Vers le niveau supérieur
Le Jeudi: Quel est le rôle du réseau diplomatique luxembourgeois? Comment opère-t-il?

Jean Asselborn: Le réseau diplomatique est l'instrument de présentation du Luxembourg à 1 étranger, à commencer par les pays voisins, les pays partenaires ainsi que ceux qui représentent un intérêt particulier pour le Luxembourg ou, dans le cas des représentations permanentes, auprès des organisations internationales. Nos postes à l'étranger représentent le pays dans toutes ses composantes, qu'elles soient politiques, sociales, économiques, commerciales, protocolaires ou autres. Le réseau diplomatique est ainsi composé d'ambassades, de consulats généraux, de représentations permanentes et de bureaux de la coopération, à la tête desquels sont postés des diplomates luxembourgeois ainsi que dans une moindre mesure, des fonctionnaires issus d'autres ministères. Ils y représentent les intérêts de notre pays en rencontrant les personnes à responsabilités issues du monde diplomatique, politique, économique, commercial ou tout autre secteur qui revêt une importance particulière au plan de nos relations avec ce pays. Ils agissent selon les instructions qu'ils reçoivent de leur capitale, instructions qui peuvent être générales ou très précises.
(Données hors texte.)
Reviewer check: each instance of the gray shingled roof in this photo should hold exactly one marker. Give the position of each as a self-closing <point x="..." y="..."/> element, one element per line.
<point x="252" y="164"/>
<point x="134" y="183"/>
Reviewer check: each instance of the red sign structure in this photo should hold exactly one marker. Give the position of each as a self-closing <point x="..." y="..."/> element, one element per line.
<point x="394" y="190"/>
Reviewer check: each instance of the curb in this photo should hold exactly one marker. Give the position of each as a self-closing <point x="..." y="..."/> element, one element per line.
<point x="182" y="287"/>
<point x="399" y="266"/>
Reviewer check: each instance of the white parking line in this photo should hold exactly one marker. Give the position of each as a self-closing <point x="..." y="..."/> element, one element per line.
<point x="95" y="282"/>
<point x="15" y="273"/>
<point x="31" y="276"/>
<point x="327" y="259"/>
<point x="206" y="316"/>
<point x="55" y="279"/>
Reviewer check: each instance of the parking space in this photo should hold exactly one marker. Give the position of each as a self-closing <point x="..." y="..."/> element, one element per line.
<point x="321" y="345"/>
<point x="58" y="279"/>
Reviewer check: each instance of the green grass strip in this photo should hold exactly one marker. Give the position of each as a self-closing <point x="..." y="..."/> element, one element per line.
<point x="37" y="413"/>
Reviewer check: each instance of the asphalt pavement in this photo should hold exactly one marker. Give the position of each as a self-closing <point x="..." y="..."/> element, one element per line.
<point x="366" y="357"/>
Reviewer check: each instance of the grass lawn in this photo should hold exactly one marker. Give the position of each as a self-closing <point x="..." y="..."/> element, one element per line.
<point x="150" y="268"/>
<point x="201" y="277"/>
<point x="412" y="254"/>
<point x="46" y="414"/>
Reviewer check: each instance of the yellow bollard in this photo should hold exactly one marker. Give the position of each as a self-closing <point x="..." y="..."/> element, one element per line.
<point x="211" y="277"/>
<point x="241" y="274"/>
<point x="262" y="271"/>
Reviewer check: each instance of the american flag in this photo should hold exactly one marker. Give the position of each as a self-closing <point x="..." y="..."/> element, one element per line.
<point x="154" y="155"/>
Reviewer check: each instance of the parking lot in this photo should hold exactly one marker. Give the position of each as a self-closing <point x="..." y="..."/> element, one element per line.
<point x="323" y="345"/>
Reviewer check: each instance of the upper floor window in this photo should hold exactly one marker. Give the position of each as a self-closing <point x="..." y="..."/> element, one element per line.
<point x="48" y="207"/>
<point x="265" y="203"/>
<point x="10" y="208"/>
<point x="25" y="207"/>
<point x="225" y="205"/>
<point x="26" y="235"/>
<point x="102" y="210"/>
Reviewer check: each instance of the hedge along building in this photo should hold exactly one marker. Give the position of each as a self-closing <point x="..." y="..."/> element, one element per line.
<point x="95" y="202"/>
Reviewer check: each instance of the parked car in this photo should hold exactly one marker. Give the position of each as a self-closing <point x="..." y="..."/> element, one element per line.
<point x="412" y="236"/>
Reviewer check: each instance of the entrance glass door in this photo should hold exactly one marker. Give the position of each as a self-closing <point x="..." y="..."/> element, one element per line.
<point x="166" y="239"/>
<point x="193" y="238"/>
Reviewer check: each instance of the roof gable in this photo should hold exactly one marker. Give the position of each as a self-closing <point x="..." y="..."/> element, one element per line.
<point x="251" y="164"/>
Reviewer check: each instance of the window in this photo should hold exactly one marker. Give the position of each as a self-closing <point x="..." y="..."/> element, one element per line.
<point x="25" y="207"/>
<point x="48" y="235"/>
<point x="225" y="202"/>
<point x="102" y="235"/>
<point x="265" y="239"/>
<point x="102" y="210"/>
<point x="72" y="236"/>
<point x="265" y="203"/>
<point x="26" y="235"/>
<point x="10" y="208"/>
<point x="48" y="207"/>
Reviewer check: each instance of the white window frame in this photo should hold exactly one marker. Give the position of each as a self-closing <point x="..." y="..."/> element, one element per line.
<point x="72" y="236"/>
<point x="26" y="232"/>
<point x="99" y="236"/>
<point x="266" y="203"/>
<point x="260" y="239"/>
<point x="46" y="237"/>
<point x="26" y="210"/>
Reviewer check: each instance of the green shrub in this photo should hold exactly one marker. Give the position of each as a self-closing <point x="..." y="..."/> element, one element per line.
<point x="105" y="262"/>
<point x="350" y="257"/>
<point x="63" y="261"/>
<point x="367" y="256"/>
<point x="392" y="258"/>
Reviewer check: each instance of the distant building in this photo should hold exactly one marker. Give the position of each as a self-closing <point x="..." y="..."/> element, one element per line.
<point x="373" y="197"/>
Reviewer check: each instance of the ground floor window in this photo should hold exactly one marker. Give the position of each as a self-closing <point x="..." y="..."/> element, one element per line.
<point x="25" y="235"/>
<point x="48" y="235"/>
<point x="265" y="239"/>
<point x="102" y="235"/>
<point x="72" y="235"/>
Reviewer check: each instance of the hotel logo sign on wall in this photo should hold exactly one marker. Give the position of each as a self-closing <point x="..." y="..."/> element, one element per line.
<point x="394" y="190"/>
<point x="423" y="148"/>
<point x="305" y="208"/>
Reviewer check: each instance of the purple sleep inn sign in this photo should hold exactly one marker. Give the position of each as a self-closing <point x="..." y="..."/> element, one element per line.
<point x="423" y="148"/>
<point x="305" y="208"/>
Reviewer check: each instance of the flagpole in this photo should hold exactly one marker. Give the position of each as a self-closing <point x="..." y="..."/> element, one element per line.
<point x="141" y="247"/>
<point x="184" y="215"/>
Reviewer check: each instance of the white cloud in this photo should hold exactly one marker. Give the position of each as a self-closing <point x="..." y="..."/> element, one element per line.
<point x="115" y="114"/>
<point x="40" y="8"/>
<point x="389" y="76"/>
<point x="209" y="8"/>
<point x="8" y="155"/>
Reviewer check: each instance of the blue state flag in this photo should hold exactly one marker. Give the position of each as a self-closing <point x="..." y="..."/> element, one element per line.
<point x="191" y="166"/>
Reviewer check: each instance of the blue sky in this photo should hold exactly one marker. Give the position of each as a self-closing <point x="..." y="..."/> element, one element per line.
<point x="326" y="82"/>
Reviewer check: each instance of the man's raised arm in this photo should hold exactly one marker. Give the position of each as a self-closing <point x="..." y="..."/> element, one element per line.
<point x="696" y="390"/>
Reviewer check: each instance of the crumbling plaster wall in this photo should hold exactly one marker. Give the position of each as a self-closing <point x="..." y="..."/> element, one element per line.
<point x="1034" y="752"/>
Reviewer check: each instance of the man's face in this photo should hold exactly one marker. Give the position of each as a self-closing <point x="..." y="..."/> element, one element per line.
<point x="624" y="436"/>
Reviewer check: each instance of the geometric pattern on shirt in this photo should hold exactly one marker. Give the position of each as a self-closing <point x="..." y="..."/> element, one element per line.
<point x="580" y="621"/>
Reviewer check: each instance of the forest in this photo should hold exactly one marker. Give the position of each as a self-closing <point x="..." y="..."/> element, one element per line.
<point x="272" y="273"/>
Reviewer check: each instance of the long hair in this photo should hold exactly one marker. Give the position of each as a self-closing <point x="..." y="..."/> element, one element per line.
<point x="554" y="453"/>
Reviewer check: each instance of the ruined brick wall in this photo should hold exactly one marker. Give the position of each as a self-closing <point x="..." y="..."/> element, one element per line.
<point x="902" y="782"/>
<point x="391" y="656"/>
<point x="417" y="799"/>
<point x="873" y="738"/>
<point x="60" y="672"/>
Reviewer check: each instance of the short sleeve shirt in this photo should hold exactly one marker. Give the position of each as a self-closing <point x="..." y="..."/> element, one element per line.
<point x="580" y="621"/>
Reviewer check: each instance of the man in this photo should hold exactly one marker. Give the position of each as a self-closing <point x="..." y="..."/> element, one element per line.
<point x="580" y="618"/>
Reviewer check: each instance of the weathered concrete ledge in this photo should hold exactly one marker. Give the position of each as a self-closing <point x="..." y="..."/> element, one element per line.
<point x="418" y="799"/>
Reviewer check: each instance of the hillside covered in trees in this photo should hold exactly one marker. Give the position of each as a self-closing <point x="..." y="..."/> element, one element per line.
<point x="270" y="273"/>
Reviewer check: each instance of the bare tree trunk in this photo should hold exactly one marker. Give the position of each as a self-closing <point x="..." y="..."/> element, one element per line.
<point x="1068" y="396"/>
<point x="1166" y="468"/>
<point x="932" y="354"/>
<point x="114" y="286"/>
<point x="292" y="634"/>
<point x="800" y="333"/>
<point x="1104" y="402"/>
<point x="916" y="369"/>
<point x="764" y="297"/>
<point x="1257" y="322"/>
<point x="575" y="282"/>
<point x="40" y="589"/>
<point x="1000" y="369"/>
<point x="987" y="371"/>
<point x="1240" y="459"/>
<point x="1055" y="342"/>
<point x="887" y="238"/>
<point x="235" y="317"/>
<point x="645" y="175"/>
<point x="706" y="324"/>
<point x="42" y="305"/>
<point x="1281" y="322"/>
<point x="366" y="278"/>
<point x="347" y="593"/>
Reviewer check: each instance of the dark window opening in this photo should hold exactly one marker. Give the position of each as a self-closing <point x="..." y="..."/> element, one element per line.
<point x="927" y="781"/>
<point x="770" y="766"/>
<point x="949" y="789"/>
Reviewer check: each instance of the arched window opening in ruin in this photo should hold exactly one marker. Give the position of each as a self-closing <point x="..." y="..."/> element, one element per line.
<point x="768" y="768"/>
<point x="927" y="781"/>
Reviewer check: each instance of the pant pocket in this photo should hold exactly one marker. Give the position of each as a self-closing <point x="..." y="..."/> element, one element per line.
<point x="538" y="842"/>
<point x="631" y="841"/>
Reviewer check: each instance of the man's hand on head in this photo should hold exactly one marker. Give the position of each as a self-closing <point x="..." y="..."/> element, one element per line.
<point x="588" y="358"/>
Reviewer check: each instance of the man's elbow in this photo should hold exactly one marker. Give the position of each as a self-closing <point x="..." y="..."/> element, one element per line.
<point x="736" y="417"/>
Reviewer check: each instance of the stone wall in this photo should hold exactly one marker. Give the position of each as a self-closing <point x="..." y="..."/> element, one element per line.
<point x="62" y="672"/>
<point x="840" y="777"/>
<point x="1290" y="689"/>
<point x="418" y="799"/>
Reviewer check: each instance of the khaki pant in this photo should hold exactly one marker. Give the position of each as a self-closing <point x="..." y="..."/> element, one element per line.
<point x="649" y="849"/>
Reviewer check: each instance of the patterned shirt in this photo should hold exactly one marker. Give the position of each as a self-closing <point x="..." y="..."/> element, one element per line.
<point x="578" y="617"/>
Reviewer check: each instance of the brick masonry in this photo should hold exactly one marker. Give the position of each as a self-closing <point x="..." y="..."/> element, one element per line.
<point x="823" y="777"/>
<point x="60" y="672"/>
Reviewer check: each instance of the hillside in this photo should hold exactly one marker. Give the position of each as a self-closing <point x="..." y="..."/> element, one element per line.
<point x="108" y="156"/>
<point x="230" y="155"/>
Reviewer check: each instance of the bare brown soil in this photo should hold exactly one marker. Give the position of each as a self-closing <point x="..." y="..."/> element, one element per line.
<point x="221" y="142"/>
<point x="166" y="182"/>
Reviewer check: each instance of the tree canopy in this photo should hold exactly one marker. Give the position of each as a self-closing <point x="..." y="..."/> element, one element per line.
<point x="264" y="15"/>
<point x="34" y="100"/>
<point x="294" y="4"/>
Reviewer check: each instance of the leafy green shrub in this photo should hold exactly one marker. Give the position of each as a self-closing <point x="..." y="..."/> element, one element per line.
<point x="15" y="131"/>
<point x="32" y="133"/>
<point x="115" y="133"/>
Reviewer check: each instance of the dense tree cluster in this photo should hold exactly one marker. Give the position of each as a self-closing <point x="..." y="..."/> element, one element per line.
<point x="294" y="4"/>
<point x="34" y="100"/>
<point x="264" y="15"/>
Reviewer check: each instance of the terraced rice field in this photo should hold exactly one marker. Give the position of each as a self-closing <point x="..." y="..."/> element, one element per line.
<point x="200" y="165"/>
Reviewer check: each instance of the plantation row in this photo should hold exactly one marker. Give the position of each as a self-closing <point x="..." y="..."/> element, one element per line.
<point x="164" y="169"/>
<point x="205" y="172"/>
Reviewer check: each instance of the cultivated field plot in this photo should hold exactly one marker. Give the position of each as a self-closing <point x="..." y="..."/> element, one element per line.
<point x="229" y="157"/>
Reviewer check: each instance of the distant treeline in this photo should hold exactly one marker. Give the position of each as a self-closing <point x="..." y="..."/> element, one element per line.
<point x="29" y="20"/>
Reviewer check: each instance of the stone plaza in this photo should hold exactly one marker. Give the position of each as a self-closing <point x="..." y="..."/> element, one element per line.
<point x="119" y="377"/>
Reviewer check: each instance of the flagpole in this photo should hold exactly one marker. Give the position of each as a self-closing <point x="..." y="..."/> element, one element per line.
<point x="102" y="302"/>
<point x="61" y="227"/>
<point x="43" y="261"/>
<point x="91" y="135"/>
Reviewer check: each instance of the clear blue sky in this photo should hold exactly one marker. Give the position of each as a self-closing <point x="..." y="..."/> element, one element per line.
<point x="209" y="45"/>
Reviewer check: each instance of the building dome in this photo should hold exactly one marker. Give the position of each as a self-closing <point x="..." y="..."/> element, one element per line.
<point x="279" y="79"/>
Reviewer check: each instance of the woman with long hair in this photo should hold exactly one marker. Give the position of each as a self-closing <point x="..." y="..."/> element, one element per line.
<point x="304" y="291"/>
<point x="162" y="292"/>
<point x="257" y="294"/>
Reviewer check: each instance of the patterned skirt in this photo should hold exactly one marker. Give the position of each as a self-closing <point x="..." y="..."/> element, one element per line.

Le Jeudi: Les services consulaires sont-ils à considérer comme faisant partie du réseau diplomatique?

Jean Asselborn: Oui, ils sont à considérer comme partie intégrante du réseau. Ils assurent le lien administratif des ressortissants luxembourgeois à l'étranger avec le Luxembourg. Ils forment également le portail d'accès à notre pays pour les non-Luxembourgeois intéressés à visiter ou à travailler au Luxembourg. A cause de l'exiguïté de notre réseau, nous dépendons en partie du soutien des services consulaires belges, qui représentent nos intérêts consulaires dans la plupart des pays où le Luxembourg ne possède pas de représentation. Ajoutons, pour être complet, que le Luxembourg dispose d'un réseau de quelque 140 consuls honoraires de par le monde. S'ils ne sont pas habilités à établir des actes consulaires dans le sens formel du terme, ils constituent un vecteur important pour véhiculer nos positions à l'étranger, voire, pour susciter l'intérêt en faveur de notre pays.

Le Jeudi: Les récentes nominations d'ambassadeurs ou ouvertures d'ambassades dans des pays émergents à Ankara, Abu Dhabi, au Brésil se résument-elles à l'ouverture de nouveaux marchés?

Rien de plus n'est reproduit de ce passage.